# Kinetic energy of a ball when falling (projectile motion)

1. Feb 4, 2012

### paperdoll

1. The problem statement, all variables and given/known data

A ball of mass 0.5 kg rolls off a table 4 metres above the ground with a speed of 4 ms^-1.

a) what is the kinetic energy of the ball when it strikes the ground.
b) what is the kinetic energy of the ball just before it strikes the ground
c) what is the speed of the ball as it strikes the ground

2. Relevant equations

Ek=1/2mv^2
V^2=u^2+2as
Ep=mgh

3. The attempt at a solution
okay so to get a) I did Ep=mgh so when the ball strikes the ground, all Ep should be turned into Ek right?

So 0.5*9.8*4=19.6 J

for b) I know the horizontal final velocity component is 4 ms^-1. The vertical final velocity should be found using v^2=u^2+2as.

v^2=2*-9.8*-4
v=8.85 ms^-1

using pythagoras throem I got the final v to be 9.7159 ms^-1.

Ek=9.715^2*0.5*0.5=23.6 J

What I'm not sure about is for answer b) I got 23.6 and for a) I got 19.6. Shouldn't a) be a larger value than b) because with a), the ball has striked the ground. I don't know where I have gone wrong

2. Feb 4, 2012

### BruceW

Your calculations are good, but I don't think you realise what you've calculated.

Your answer of 19.6J is the change in kinetic energy from when the ball was rolling along the table to when it was just about to hit the floor. And your answer of 23.6J is the KE of the ball just before it hit the floor.

So I think you have calculated b) correctly. To work out the answer to question a), you're going to need to make some kind of assumption about the motion of the ball exactly when it is touching the ground.

3. Feb 4, 2012

### paperdoll

Would the assumption be that v=0 when the ball hits the ground? So in that case, Ek is zero then?

I thought that when the ball hit the floor, all the Ep would be converted into Ek? A bit confused but I understand what you say about the assumption I think.

4. Feb 4, 2012

### BruceW

Just before the ball hits the floor, all the Ep will have been converted into Ek. And the ball on the table had 4J of Ek. And you calculated the change in KE is 19.6J. So adding these together, you get 23.6J (this is a good way to check your answer of part b).

The assumption v=0 when the ball hits the ground is one possible assumption. And this might be a good assumption if the ground was a very viscous fluid. But as you've said, Ek would be zero, and so question a) would have a suspiciously easy answer.

I think the assumption they want you to use is less strict. (And its a very common assumption in these types of questions). Think about the vertical speed of the ball before and after collision.

5. Feb 4, 2012

### paperdoll

I've been trying to think but I'm still not sure about the assumption. Would it have something to do with the conservation of momentum?

6. Feb 4, 2012

### BruceW

I guess you could use conservation of momentum to explain what happens to the horizontal speed. (Also making use of the fact that the force from the ground is purely vertical, assuming no friction).

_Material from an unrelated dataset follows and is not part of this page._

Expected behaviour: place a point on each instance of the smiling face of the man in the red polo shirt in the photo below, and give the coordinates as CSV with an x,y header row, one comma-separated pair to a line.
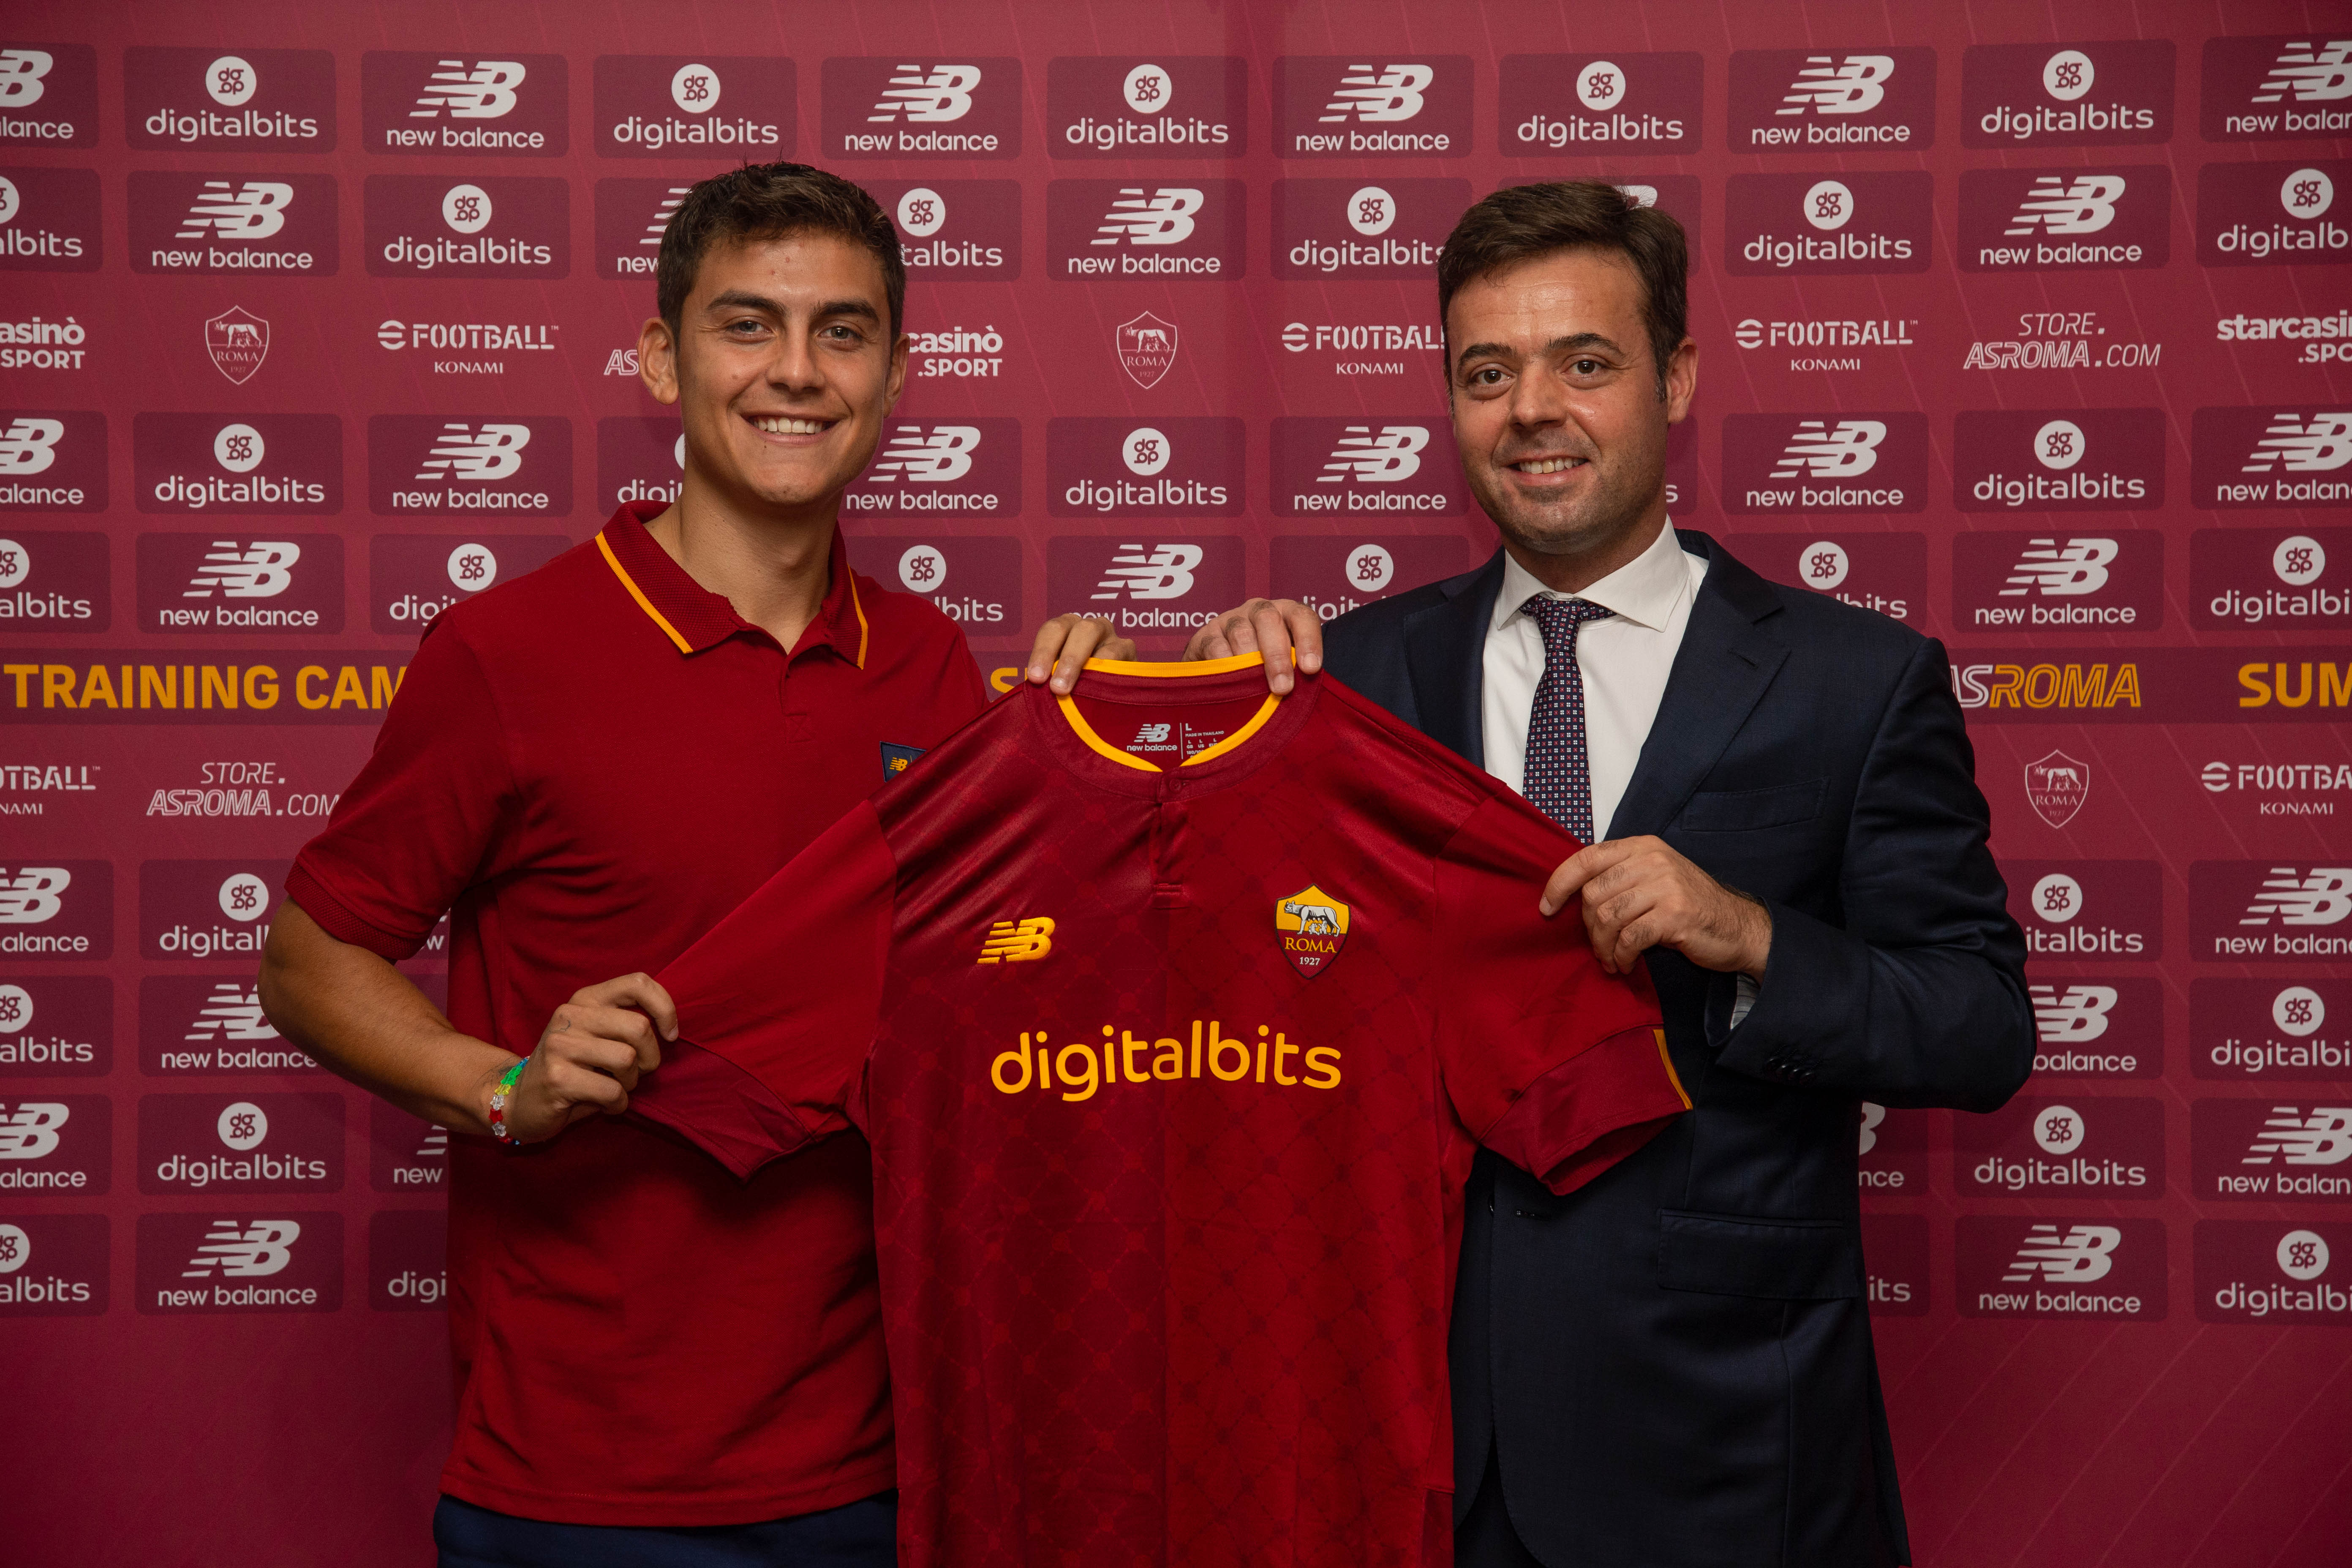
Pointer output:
x,y
784,370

For vertical speed, while the ball is touching the ground, we can say the ball squashes, and undergoes an extreme upwards acceleration. So really, while the ball is touching the ground, different parts of the ball will have different values for the vertical speed, and will go through a range of different values.

So the vertical speed while the ball is striking the ground is actually a vague concept, which could have several possible answers. So I suppose that the 'vertical speed as the ball strikes the ground' is chosen more as convention, rather than by assumption.

The vertical speed of the ball is negative before collision and positive after collision. So, you can probably guess what is the conventional vertical speed of the ball as it strikes the ground. (its a simple answer, no working required).